The platform, transparent and constructed of glass, steel and wood, functions as beacon – inserting itself as a new wayfinding device within the city. The exhibition space is located underground beneath the park and is accessed by ramps that connect to the public park spanning Monument Avenue. Here, the memorialized panel’s function is inverted, as they become skylights – permitting sunlight to access the hall below.”
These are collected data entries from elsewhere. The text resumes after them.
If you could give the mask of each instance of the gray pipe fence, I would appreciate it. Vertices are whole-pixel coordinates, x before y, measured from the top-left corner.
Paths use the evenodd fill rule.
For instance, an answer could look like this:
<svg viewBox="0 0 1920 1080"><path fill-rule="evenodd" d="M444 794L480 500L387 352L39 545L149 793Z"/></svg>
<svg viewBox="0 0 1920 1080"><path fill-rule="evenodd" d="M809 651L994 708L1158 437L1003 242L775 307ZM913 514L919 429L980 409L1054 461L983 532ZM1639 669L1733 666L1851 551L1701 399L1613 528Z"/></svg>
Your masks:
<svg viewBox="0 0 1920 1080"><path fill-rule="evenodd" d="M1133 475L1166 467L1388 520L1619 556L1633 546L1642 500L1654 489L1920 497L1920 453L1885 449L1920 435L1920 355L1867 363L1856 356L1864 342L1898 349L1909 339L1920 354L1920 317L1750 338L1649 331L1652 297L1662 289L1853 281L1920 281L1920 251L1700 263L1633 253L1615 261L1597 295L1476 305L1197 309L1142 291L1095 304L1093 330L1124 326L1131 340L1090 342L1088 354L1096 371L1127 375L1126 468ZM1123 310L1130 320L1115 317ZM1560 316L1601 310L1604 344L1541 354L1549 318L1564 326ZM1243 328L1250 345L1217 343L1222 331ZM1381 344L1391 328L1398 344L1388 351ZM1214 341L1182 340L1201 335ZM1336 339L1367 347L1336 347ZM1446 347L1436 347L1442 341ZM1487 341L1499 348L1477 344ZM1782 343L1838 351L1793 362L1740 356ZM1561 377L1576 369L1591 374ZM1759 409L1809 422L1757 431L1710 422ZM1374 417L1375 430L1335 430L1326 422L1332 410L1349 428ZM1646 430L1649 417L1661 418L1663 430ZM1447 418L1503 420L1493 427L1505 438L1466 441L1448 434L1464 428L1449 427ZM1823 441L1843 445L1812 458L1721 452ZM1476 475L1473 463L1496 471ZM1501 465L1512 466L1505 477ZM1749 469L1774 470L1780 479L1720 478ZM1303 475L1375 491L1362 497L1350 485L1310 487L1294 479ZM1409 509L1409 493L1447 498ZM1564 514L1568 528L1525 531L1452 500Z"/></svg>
The approximately 12.5 million holes of light (directly relating to the total number of embarked slaves) represent both the individual and collective toll of the Atlantic Slave Trade in historical context, and by re-forging from the Confederate statues, represents a change to transform the materiality of our past in a new way: throwing out myths, along with their physical representations, to now get it right. To walk through the memorial would be to experience the flow and density of the slave trade, to interact with a representation of how many years it spanned, how many individuals were abducted. The Trans-Atlantic Slave Trade Memorial seeks to clarify assumptions with architecture and experientiality. In response to those who would cry out against “tearing down history,” then the memorial says: “okay, let’s talk about history.” And more than talk about it, let’s represent historical data, grounded in the research and decades of work by scholars, in an embodied experience. As Slave Voyages indicates, the slave trade is “a vital part of the history of some millions of Africans and their descendants who helped shape the modern Americas culturally as well as in the material sense.” That part of history continues to shape Monument Avenue, the Americas, and the world to this day.